The appellant, Zella Webb, was involved in an automobile collision, causing $1,986.88 in damages to her car. Webb's own insurer, State Automobile Mutual Insurance Company, compensated Webb for the property damage, less a $200 deductible under the policy, in consideration of which Webb executed a subrogation assignment and release. The insurer subsequently settled the claim with the other party to the collision, and moved to have the settlement enforced against Webb when it discovered that Webb was attempting to recover the $200 deductible from the other party. The trial court granted that motion, finding that Webb had assigned her entire property damage claim, and this interlocutory appeal followed. Held:
The subrogation assignment and release executed by Webb identified the amount of loss as $1,986.88, and the amount of the claim as $1,786.88 (the actual loss minus the $200 deductible). The release provided that "[i]n consideration of such payment, the receipt of which is hereby acknowledged, the undersigned hereby assigns and transfers to the said company each and all claims and demands against any other party, person, persons, property or corporation, arising from or connected with such loss and damages (and the said company is hereby subrogated in the place of and to the claims and demands of the undersigned, against said party, person, persons, property or corporation, in the premises) to the extent of the amount above named, and the said company is hereby authorized and empowered to sue, compromise, or settle in my name or otherwise to the extent of the money paid as aforesaid." (Emphasis supplied.)
Webb contends that this language operated to limit the assignment and release to the amount or extent of the claim actually paid by the insurer to Webb. We agree, and the trial court erred in concluding that this subrogation agreement resulted in a total assignment of Webb's property damage claim.
Lindsey v. Samoluk, 236 Ga. 171 (223 SE2d 147) (1976)
, wherein the Supreme Court found that a total assignment of any property damage claim resulted, is not controlling here. In Lindsey the only possible language of limitation of the assignment was contained in the recital of consideration, viz., "[i]n consideration of and to the extent of payment of . . . ($1,940.29)." In the instant case, the agreement clearly purported to limit the assignment to the loss actually paid by the insurer. Nothing in Lindsey prohibits only a partial assignment of a claim; the dissent's application of Lindsey, however, would have precisely that effect.
CARLEY, Judge, dissenting.
In reversing the trial court's grant of summary judgment in favor of the appellee/insurer in this case, the majority attempts to distinguish the Supreme Court's decision in Lindsey v. Samoluk, 236 Ga. 171 (223 SE2d 147) (1976)
. The majority opines that "[i]n Lindsey the only possible language of limitation of the assignment was contained in the recital of consideration, viz., '[i]n consideration of and to the extent of payment of . . . ($1,940.29).' In the instant case, the agreement clearly purported to limit the assignment to the loss actually paid by the insurer.
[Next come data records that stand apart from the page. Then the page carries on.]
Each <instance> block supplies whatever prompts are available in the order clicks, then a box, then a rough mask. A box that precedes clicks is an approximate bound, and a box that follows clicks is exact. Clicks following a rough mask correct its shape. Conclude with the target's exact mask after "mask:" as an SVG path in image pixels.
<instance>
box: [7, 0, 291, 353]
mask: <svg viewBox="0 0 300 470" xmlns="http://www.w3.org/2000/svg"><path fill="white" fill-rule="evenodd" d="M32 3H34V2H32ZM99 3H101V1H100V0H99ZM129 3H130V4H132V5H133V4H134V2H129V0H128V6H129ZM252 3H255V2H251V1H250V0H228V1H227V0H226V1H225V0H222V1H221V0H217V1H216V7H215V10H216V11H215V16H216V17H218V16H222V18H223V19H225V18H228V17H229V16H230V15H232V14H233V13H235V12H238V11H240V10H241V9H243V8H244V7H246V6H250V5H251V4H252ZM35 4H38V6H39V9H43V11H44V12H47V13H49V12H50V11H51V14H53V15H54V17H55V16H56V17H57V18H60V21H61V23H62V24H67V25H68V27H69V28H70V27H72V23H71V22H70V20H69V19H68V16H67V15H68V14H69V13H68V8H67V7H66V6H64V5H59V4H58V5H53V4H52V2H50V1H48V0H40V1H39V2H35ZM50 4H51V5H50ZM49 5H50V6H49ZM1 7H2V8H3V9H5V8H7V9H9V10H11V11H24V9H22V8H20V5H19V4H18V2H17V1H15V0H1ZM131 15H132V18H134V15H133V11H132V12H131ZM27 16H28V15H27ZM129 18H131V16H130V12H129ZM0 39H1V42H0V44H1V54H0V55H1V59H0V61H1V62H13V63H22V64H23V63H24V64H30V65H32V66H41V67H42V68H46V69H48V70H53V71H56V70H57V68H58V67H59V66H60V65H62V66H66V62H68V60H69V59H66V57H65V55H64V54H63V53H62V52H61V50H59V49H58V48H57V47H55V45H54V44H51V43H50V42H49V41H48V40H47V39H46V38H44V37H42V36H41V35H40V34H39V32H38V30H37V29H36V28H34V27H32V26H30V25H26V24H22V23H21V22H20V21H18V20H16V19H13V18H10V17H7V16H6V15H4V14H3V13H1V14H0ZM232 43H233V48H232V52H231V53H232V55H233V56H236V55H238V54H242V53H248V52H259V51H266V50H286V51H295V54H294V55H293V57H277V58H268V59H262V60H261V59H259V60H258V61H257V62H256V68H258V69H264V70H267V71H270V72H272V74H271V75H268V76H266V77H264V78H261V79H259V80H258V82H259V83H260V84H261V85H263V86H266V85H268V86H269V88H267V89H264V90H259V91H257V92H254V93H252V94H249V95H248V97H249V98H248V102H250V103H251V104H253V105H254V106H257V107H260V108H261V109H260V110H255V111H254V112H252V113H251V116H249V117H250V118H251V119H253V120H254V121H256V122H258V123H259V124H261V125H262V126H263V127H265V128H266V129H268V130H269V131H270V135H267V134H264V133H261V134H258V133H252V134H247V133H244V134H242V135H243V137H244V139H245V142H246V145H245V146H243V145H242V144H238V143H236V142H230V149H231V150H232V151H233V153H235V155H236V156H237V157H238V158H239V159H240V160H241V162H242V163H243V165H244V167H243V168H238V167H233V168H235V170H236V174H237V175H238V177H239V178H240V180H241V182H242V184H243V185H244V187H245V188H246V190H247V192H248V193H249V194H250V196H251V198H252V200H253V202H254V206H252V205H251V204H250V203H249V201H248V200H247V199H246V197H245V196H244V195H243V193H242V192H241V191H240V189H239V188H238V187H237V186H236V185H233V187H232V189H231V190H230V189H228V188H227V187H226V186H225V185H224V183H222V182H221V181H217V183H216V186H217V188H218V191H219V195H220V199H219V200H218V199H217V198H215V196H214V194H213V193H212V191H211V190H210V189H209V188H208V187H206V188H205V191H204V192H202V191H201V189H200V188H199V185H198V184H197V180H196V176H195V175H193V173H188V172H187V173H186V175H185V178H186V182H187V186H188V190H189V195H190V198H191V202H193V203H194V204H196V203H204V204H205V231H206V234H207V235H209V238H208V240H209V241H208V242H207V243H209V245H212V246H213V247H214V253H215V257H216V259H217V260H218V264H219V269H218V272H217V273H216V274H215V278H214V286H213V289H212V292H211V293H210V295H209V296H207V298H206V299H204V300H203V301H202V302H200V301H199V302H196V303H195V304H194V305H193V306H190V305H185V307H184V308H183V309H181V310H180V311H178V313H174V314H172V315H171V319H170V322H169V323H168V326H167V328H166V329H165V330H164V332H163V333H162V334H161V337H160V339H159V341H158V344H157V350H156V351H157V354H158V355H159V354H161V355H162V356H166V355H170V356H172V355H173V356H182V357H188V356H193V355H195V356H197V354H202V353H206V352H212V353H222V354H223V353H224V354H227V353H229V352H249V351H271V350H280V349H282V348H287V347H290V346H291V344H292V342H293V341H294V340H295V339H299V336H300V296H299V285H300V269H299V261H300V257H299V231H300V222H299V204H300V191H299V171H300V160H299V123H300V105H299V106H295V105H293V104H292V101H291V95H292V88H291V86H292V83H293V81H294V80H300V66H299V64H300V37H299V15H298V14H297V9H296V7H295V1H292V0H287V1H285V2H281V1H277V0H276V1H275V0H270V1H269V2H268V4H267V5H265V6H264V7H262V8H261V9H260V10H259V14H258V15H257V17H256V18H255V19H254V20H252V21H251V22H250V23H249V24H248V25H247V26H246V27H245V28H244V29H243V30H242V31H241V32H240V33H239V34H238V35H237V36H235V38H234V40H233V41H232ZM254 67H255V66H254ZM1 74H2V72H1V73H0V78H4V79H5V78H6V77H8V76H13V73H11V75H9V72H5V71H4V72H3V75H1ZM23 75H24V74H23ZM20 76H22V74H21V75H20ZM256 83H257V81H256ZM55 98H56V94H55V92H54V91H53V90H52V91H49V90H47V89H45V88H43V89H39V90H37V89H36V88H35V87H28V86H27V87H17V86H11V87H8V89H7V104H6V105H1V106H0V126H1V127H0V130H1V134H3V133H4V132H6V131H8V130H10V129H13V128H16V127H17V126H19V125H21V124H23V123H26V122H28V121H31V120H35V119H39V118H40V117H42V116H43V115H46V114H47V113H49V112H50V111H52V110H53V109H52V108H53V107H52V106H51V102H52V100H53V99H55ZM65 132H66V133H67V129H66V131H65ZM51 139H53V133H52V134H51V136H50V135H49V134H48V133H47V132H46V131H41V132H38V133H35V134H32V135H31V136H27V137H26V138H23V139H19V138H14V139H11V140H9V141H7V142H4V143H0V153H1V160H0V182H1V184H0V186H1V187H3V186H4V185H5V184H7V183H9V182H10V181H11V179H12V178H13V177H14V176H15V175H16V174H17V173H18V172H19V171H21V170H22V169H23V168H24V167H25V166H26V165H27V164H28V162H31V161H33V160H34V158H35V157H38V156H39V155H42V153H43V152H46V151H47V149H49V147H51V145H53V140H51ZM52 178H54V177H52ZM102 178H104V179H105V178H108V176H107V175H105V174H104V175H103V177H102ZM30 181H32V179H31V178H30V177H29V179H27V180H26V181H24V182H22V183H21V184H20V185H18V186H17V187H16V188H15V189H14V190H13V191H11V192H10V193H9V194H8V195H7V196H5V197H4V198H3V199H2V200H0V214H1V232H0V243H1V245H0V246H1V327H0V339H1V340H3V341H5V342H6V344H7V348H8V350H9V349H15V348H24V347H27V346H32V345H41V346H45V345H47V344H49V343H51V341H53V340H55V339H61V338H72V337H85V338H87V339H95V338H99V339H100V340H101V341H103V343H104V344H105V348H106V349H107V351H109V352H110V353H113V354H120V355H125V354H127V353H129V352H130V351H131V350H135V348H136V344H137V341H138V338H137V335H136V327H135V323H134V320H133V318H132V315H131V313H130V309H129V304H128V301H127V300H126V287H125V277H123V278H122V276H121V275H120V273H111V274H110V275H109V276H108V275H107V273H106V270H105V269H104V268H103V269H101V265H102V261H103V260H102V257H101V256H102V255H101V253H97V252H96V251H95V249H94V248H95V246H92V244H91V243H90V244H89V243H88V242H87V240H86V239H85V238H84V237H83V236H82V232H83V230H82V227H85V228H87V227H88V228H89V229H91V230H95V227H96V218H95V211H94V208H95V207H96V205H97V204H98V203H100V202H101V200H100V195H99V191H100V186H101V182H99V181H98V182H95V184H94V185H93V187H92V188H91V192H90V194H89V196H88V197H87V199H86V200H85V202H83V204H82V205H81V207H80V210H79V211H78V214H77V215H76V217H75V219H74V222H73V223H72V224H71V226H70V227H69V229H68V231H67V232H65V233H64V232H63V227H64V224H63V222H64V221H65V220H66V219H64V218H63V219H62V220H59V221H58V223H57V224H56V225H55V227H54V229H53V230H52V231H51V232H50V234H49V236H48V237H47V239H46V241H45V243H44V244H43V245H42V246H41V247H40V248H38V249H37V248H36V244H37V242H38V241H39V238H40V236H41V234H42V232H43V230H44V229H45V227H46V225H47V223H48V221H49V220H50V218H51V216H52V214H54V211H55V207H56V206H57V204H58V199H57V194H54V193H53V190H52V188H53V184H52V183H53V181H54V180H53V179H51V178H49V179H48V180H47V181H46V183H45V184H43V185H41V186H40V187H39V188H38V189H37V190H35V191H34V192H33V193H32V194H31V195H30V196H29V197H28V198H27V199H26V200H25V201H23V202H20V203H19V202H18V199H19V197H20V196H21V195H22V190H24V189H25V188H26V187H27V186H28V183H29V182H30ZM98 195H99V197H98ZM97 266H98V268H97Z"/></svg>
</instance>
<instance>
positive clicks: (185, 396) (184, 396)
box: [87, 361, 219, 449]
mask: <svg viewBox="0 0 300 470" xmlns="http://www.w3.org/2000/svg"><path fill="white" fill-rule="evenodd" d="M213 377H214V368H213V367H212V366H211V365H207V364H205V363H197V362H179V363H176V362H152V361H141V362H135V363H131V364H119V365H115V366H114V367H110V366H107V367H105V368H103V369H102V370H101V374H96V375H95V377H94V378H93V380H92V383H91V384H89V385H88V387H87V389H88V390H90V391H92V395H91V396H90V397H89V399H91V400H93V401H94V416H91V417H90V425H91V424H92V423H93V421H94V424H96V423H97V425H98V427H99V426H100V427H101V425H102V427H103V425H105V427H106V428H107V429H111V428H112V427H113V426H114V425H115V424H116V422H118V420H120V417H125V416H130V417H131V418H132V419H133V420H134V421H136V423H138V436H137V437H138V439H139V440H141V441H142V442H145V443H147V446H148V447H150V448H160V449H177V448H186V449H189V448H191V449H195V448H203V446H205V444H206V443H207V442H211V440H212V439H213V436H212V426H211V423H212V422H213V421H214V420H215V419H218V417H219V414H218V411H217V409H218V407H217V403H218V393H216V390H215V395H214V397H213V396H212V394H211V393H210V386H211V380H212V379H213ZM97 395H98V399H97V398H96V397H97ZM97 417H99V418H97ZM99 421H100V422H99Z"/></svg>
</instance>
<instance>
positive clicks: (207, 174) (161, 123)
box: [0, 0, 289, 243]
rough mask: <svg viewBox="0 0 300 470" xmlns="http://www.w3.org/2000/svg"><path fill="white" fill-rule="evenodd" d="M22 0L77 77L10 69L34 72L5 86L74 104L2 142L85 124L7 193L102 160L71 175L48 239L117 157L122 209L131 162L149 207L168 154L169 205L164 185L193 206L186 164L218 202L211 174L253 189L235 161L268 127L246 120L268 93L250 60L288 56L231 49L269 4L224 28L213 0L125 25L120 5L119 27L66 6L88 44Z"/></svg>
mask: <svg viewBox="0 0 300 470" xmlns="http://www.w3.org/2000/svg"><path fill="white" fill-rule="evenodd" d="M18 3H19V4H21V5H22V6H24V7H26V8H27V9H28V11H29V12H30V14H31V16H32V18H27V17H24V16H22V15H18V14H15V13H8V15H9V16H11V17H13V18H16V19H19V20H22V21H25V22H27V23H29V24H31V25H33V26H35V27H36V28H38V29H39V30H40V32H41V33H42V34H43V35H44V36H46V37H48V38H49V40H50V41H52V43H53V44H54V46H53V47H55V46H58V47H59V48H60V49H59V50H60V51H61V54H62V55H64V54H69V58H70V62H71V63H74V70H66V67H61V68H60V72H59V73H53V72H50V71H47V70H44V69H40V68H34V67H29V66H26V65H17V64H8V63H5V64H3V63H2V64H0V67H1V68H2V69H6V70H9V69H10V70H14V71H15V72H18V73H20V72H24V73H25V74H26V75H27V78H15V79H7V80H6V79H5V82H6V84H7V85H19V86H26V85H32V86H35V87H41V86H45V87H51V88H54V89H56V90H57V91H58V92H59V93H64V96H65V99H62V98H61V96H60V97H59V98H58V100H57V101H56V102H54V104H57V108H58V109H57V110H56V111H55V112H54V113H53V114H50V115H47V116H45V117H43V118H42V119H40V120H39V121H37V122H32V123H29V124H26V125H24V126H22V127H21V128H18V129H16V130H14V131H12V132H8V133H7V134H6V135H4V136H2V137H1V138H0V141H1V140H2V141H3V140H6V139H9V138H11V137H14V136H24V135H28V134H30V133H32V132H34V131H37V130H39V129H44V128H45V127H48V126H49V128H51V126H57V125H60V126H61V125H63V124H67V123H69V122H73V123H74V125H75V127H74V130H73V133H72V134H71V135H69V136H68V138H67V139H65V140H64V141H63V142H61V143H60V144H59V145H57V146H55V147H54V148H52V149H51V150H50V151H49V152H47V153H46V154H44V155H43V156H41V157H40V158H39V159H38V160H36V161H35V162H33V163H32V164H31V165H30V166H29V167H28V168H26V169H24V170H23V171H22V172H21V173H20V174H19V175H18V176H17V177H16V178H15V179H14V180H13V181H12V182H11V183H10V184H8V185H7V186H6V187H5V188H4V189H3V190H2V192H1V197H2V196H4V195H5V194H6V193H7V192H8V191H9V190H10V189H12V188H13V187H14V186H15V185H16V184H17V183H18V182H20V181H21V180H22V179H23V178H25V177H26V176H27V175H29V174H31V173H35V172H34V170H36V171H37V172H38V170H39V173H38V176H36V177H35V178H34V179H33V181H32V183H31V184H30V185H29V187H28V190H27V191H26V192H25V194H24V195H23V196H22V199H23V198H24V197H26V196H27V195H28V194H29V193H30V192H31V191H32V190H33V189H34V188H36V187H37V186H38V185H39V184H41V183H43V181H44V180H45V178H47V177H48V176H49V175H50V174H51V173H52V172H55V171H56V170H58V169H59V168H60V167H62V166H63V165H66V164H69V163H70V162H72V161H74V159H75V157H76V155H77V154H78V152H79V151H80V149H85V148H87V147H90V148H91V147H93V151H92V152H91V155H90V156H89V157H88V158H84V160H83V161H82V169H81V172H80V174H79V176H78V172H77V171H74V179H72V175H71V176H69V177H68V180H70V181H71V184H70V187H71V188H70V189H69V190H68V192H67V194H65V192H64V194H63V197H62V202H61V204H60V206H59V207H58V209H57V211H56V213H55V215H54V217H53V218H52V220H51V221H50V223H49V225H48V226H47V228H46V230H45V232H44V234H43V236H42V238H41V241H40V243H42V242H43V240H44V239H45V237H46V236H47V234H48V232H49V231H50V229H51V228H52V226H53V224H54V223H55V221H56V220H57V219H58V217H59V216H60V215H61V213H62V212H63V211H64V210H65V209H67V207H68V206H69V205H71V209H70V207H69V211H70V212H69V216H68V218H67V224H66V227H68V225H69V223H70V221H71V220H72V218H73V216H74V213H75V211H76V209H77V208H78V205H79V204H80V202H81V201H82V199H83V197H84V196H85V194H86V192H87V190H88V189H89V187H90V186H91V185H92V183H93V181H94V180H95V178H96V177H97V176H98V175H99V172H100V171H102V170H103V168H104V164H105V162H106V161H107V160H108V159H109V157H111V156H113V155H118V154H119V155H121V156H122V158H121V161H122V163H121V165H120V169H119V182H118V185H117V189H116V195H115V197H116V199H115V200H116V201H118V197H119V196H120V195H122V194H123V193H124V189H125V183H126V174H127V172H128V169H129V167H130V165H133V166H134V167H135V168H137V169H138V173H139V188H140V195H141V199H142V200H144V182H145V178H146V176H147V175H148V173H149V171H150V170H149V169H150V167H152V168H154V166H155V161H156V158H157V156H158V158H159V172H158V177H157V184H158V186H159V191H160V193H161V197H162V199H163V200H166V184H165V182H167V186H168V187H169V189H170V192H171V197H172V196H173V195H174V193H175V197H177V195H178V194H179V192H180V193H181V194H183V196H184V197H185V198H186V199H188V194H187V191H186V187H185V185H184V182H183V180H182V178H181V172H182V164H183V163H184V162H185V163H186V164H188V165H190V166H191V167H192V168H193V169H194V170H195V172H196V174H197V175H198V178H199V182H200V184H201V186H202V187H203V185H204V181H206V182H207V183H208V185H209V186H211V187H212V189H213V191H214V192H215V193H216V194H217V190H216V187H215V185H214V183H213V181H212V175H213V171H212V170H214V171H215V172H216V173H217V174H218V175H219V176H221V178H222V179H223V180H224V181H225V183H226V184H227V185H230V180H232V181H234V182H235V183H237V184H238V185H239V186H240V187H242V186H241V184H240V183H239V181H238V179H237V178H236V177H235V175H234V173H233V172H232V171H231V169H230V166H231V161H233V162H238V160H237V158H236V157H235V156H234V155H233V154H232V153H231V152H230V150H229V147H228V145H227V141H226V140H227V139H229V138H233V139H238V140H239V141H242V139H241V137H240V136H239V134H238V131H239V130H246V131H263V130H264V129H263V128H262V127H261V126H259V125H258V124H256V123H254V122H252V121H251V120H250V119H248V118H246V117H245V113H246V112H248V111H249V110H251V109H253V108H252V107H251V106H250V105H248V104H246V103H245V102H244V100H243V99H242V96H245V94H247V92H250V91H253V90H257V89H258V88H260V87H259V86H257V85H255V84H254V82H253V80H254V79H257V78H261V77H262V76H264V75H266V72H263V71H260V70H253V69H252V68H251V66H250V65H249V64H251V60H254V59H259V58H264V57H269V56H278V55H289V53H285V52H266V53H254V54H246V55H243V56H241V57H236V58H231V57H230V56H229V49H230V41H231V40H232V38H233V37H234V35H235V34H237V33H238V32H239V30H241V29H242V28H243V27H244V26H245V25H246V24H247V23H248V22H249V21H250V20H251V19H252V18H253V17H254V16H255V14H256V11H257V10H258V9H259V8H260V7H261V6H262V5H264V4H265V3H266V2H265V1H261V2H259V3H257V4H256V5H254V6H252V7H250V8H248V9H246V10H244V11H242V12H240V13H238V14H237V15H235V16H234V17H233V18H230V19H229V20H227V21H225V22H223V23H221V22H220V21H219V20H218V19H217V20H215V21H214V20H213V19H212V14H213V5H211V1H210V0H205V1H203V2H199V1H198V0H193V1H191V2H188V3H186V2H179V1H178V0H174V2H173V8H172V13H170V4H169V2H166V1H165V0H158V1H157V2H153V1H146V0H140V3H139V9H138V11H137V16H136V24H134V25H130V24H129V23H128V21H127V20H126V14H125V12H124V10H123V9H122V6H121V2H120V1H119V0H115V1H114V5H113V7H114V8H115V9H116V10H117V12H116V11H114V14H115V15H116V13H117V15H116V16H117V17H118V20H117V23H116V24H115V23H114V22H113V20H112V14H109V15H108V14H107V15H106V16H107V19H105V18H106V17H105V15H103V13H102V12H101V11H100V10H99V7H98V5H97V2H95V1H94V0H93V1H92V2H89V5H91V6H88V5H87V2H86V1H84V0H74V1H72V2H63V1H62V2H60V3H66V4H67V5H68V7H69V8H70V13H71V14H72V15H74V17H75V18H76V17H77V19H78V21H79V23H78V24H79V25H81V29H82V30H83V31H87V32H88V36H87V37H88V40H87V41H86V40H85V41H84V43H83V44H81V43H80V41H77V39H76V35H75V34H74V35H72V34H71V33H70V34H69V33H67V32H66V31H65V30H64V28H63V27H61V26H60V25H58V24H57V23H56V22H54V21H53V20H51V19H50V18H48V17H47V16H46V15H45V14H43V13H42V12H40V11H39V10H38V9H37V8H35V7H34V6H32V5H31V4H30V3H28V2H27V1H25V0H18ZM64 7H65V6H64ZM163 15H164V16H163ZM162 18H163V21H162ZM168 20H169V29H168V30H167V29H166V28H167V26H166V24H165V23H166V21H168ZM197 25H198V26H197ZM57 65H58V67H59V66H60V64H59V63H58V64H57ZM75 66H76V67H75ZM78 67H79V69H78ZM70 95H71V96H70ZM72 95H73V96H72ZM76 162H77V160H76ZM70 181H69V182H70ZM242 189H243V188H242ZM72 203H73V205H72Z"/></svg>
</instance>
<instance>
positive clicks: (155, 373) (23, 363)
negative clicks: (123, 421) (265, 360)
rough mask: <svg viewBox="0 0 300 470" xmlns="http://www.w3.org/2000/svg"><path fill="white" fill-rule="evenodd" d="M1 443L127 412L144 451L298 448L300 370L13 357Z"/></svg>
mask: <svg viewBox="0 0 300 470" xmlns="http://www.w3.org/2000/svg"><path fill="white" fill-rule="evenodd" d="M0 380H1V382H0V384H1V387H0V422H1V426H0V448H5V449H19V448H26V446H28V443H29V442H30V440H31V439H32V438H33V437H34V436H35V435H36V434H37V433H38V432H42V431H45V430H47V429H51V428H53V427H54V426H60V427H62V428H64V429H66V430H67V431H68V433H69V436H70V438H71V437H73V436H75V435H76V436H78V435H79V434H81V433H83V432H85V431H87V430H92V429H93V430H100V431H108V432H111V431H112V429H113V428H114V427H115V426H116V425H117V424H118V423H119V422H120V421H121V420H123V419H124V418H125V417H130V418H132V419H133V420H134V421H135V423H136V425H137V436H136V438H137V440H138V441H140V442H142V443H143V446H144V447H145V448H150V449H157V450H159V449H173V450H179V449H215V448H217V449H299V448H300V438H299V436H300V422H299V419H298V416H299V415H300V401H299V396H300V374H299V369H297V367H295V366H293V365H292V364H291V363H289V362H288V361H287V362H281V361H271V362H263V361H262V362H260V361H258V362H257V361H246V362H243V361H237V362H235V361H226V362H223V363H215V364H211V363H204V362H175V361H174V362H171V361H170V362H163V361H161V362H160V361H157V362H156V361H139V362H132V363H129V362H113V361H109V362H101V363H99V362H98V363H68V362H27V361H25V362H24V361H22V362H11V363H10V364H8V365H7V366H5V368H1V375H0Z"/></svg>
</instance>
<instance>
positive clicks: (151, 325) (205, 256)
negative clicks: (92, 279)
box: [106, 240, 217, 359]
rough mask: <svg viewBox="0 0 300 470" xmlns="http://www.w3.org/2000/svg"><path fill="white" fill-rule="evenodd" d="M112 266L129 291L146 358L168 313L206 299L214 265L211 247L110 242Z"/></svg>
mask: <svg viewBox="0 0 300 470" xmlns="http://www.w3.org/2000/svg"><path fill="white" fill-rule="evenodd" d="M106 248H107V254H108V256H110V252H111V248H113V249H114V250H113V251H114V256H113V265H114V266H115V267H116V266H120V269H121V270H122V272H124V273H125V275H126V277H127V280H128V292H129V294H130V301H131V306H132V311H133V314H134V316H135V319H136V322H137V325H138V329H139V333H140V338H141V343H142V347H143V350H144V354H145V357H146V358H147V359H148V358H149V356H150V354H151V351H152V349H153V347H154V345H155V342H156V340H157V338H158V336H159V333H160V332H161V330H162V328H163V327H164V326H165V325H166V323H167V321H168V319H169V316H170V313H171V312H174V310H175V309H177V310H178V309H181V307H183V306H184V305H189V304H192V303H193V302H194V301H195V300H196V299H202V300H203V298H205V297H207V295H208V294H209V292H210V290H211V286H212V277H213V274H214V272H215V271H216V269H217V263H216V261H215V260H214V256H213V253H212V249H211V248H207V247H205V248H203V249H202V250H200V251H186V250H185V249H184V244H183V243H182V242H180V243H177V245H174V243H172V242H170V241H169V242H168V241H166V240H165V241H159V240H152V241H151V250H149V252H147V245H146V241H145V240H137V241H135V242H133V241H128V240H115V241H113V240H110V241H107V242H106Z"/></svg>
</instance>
Nothing in Lindsey prohibits only a partial assignment of a claim; the dissent's application of Lindsey, however, would have precisely that effect." (Majority opinion, page 425)1 respectfully submit that what the majority characterizes as "the only possible language of limitation" was the very language which formed the basis of this Court's ruling in the Lindsey case, which was reversed on certiorari by the Supreme Court. See Lindsey v. Samoluk, 135 Ga. App. 852
, 854 (219 SE2d 464
Contrary to the majority's analysis of Lindsey, it is the Supreme Court's ruling in Lindsey, and not this dissent's interpretation thereof, that "prohibits only a partial assignment of the claim." In Lindsey, the Supreme Court held that "[t]he Court of Appeals erred in not applying the decision of this court in Parker Plumbing &c. Co. v. Kurtz, [225 Ga. 31 (165 SE2d 729) (1969)
] to the facts in [Lindsey]. . . ." Lindsey v. Samoluk, supra, 172. The relevant facts in this case are no more distinguishable from those in Lindsey than Lindsey was distinguishable from Parker Plumbing &c. Co. v. Kurtz, supra. It is my opinion that the trial court in this case ruled correctly and, therefore, I respectfully dissent.
I am authorized to state that Chief Judge Birdsong, Presiding Judge McMurray, and Judge Beasley join in this dissent.